There is a bit of a facade put up, and that’s all anyone sees,” 500 Startups’s Percival says. “It’s very risky for someone to go out and say ‘I am depressed. I’m having trouble.'”

But some investors expect health issues or other personality quirks as part of the “genius” package.

“I think folks realize that sometimes the most talented people in the world sometimes have complications, and that it’s those qualities that also make them great,” says startup investor Jason Calacanis in an email.

“As an angel investor, I make all founders do two things when I invest: First, they agree that when things are really dark, I will be their first call; and second, if they fail, they will come to me with their next idea before anyone else,” Calacanis says.

“No matter how much you have in your bank account, how much someone has given you, depression turns that into fuel for self-worth,” Huh says. “When I wouldn’t leave my room in 2001, I would make something up like ‘Oh, I’ve got a migraine.’ The money, and the pressure of money, is that red herring.”

Bringing depression to the surface

Momentum has been building to bring more authenticity into the conversation: less talk of business metrics, more talk of feelings. Sadly, it’s inspired in part by the string of suicides from Swartz to Sherman to Heinz.

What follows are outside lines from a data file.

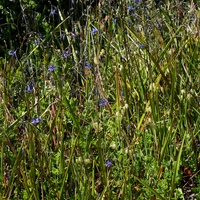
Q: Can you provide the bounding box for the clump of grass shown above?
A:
[0,1,200,199]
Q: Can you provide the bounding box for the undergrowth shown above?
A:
[0,0,200,200]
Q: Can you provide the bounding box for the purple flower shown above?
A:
[85,63,92,69]
[62,51,69,58]
[48,65,56,72]
[50,8,58,16]
[112,19,117,24]
[99,99,108,106]
[25,85,33,93]
[8,51,16,56]
[105,160,113,167]
[127,6,135,12]
[91,28,98,35]
[138,44,145,49]
[31,117,41,125]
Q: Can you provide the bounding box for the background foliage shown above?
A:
[0,0,200,199]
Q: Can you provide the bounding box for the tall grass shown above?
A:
[0,1,200,200]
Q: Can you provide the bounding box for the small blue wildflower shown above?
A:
[85,63,92,69]
[138,44,145,49]
[91,28,98,35]
[25,85,33,93]
[99,99,108,106]
[8,51,16,56]
[48,65,56,72]
[127,6,135,12]
[105,160,113,167]
[31,117,41,125]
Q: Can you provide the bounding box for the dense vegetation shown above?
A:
[0,0,200,200]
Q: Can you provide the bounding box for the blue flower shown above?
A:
[31,117,41,125]
[8,51,16,56]
[91,28,98,35]
[105,160,113,167]
[99,99,108,106]
[48,65,56,72]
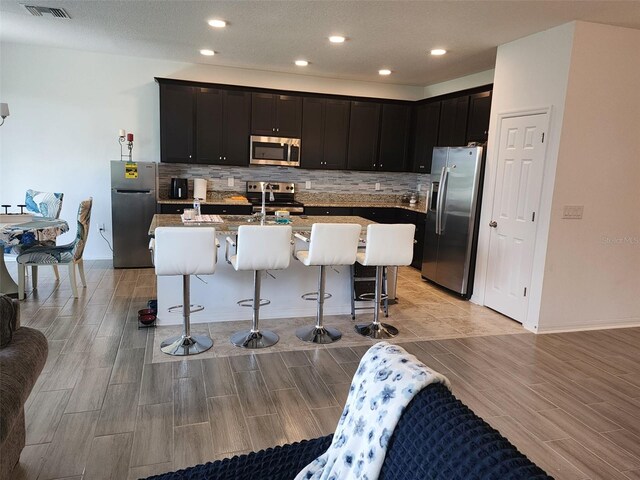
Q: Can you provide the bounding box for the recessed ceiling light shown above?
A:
[208,19,227,28]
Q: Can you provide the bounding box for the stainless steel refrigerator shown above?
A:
[111,161,157,268]
[422,147,484,298]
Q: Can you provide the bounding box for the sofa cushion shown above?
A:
[0,327,48,446]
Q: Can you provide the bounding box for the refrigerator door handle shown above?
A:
[436,167,449,235]
[113,188,152,195]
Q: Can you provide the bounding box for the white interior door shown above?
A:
[488,114,547,323]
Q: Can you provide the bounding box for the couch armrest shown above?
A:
[0,327,48,444]
[0,295,20,347]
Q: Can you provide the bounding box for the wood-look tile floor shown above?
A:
[9,261,640,480]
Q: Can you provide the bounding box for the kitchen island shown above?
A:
[149,214,375,325]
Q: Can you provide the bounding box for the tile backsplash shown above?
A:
[158,163,429,198]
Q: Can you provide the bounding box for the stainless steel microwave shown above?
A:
[249,135,300,167]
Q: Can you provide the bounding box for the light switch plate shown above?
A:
[562,205,584,220]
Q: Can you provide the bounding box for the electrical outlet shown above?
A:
[562,205,584,220]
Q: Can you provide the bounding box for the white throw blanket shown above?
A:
[296,342,450,480]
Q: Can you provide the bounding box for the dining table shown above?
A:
[0,214,69,297]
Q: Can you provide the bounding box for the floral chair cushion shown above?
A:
[16,198,93,265]
[24,189,64,218]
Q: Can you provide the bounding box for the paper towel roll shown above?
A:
[193,178,207,200]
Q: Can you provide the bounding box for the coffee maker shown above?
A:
[169,178,189,199]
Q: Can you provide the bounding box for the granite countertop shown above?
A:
[158,192,426,213]
[149,214,376,236]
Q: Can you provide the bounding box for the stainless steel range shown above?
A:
[246,182,304,215]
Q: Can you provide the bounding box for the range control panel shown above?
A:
[247,182,296,193]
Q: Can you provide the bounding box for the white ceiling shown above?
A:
[0,0,640,85]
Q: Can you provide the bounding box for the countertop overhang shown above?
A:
[149,213,376,237]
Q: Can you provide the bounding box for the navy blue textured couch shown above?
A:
[149,384,551,480]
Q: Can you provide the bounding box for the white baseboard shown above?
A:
[534,318,640,334]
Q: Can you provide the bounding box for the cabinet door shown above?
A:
[160,84,195,163]
[324,99,351,170]
[347,102,380,170]
[251,93,277,137]
[467,92,491,143]
[378,104,411,172]
[218,90,251,166]
[300,98,326,168]
[438,95,469,147]
[275,95,302,138]
[195,88,223,164]
[413,102,440,173]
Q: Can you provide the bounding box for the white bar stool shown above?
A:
[151,227,219,356]
[294,223,361,344]
[355,223,416,339]
[225,225,291,348]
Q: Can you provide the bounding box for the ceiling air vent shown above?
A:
[24,5,71,18]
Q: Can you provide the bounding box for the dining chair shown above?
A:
[24,189,64,280]
[16,198,93,300]
[24,189,64,218]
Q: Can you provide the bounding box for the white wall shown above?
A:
[422,70,495,98]
[0,43,423,259]
[472,23,575,331]
[538,22,640,331]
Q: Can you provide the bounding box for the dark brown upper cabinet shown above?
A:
[375,104,411,172]
[195,88,251,166]
[347,102,382,170]
[160,84,251,166]
[438,95,469,147]
[251,93,302,138]
[413,102,440,173]
[160,84,196,163]
[300,97,350,170]
[467,91,491,143]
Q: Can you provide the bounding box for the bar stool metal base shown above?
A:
[296,325,342,345]
[160,335,213,357]
[231,330,280,348]
[355,323,399,339]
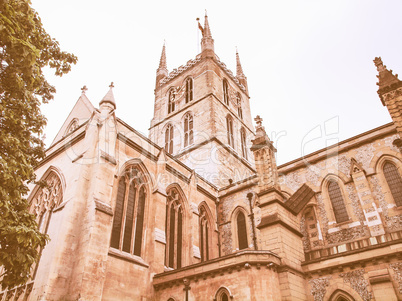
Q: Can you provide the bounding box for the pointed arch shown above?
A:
[165,183,188,269]
[231,206,250,250]
[321,174,350,223]
[236,92,243,119]
[214,286,233,301]
[110,163,151,257]
[222,78,229,106]
[183,112,194,147]
[226,114,234,148]
[63,118,79,137]
[376,155,402,207]
[198,201,214,261]
[185,76,194,103]
[164,123,174,154]
[167,87,176,114]
[240,127,247,160]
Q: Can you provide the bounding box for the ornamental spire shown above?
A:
[158,42,167,70]
[373,57,402,105]
[236,47,244,78]
[198,11,215,57]
[236,47,248,93]
[99,82,116,109]
[156,42,169,88]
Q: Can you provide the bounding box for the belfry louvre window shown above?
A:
[223,78,229,105]
[328,181,349,223]
[165,188,183,269]
[236,211,248,250]
[186,78,193,103]
[240,128,247,160]
[200,207,210,261]
[110,167,146,256]
[236,93,243,119]
[383,162,402,207]
[168,89,176,114]
[226,116,234,148]
[165,124,173,154]
[184,113,194,147]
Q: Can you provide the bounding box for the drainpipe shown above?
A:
[247,192,258,250]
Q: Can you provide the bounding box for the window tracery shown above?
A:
[110,167,146,256]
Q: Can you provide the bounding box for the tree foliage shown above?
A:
[0,0,77,289]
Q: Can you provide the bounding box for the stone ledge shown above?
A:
[153,250,281,289]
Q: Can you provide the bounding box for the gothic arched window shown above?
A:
[383,161,402,207]
[240,128,247,160]
[165,124,173,154]
[236,93,243,119]
[214,287,233,301]
[200,206,211,261]
[184,113,194,147]
[223,78,229,105]
[168,89,176,114]
[165,188,184,269]
[186,77,193,103]
[110,167,146,256]
[328,181,349,223]
[226,115,234,148]
[236,211,248,250]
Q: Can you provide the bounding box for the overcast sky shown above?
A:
[32,0,402,164]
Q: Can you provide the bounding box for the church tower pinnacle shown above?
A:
[236,49,248,93]
[198,12,215,57]
[156,43,168,86]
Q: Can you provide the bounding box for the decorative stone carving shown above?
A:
[326,226,370,244]
[389,262,402,294]
[339,269,373,301]
[221,223,233,255]
[309,276,331,301]
[345,183,365,223]
[355,143,375,170]
[383,135,399,152]
[283,171,303,191]
[316,193,329,233]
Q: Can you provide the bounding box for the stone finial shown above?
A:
[373,56,387,72]
[236,47,244,78]
[81,85,88,95]
[373,57,401,91]
[198,13,215,57]
[158,42,167,70]
[99,82,116,109]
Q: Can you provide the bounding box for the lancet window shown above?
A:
[328,181,349,223]
[223,78,229,105]
[200,206,211,261]
[226,115,234,147]
[236,211,248,250]
[168,89,176,114]
[236,93,243,119]
[240,128,247,160]
[110,167,146,256]
[165,124,174,154]
[186,77,193,103]
[383,161,402,207]
[184,113,194,147]
[165,188,184,269]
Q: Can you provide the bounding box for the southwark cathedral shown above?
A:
[0,17,402,301]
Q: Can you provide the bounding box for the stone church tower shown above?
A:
[149,16,255,187]
[0,16,402,301]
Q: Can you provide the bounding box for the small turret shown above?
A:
[156,43,169,87]
[236,49,248,94]
[374,57,402,137]
[198,13,215,57]
[99,82,116,113]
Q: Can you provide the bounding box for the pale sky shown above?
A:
[32,0,402,164]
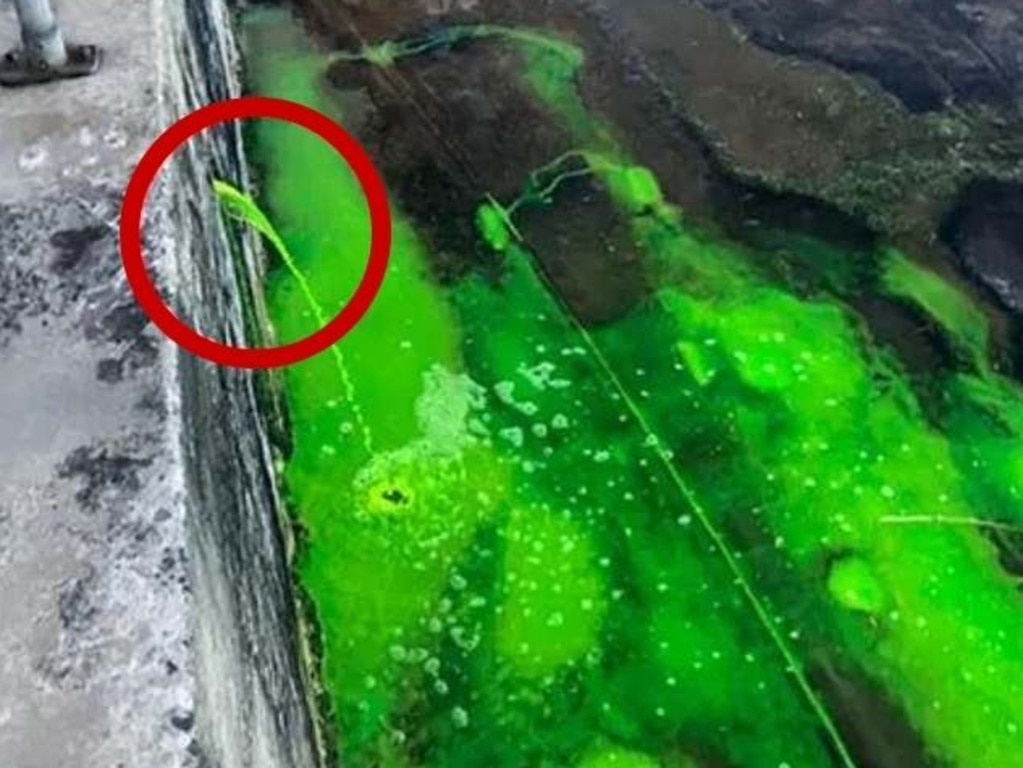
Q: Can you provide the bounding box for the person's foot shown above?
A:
[0,45,102,88]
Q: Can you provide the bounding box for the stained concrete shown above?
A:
[0,0,198,768]
[0,0,312,768]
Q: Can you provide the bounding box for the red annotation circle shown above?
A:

A new Y Combinator-backed startup, 7 Cups of Tea, is trying to tackle one common problem: the affordability of help. When founders are running out of money for their company, that’s rarely when they can shell out for a visit to a psychologist or other mental-health professionals.

“I don’t think there’s an outlet for much of society,” says its founder, clinical psychologist Glen Moriarty. “I don’t think we’re doing a particularly awesome job caring for people in other professions either. It just happens that we care about startups.”

Moriarty’s 7 Cups of Tea is a free, on-demand, internet-based anonymous listening network, which has a special section dedicated to listening to startup founders’ problems. Since launching the startup section, Moriarty estimates there have been more than 10,000 anonymous conversations.

Even sites like Product Hunt, a website used by tech enthusiasts to vote on interesting new products, are trying to have a role in talking about mental health. It’s doing small things like hosting meditation sessions in the middle of a bustling office so employees remember to take a break, but also larger events, like community talks.

These can be especially important to younger founders, like 18-year-old Ryan Orbuch, who says his friends may not have the same kind of support networks as someone with a spouse or someone who’s on his or her third startup.

“My friends are open about it if they are feeling s—-y,” he says. “I think the investors play an important role in acceptability of talking about it. Investors see so many founders that they can do a lot to bring it to light.”

Still, a consistent dialogue about depression is missing from the startup world.

Until that change, there will be silent strugglers like Austen Heinz.

On Saturday, May 30, in San Francisco’s Trinity-St. Peter’s Episcopal Church, an outpouring of Heinz’s friends, colleagues, and family gathered to remember the entrepreneur.

“Austen was an intrepid, candid, accomplished yet unassuming, brilliant, and creative scientist, with a bold warrior spirit and a giving and artistic soul. I can’t f—ing believe I have to refer to him in the past tense,” friend and fellow founder Philip Low wrote on Heinz’s remembrance Facebook page.

“We have lost a Great Human Being. We have lost a Pioneer. I so wish I had seen his pain.”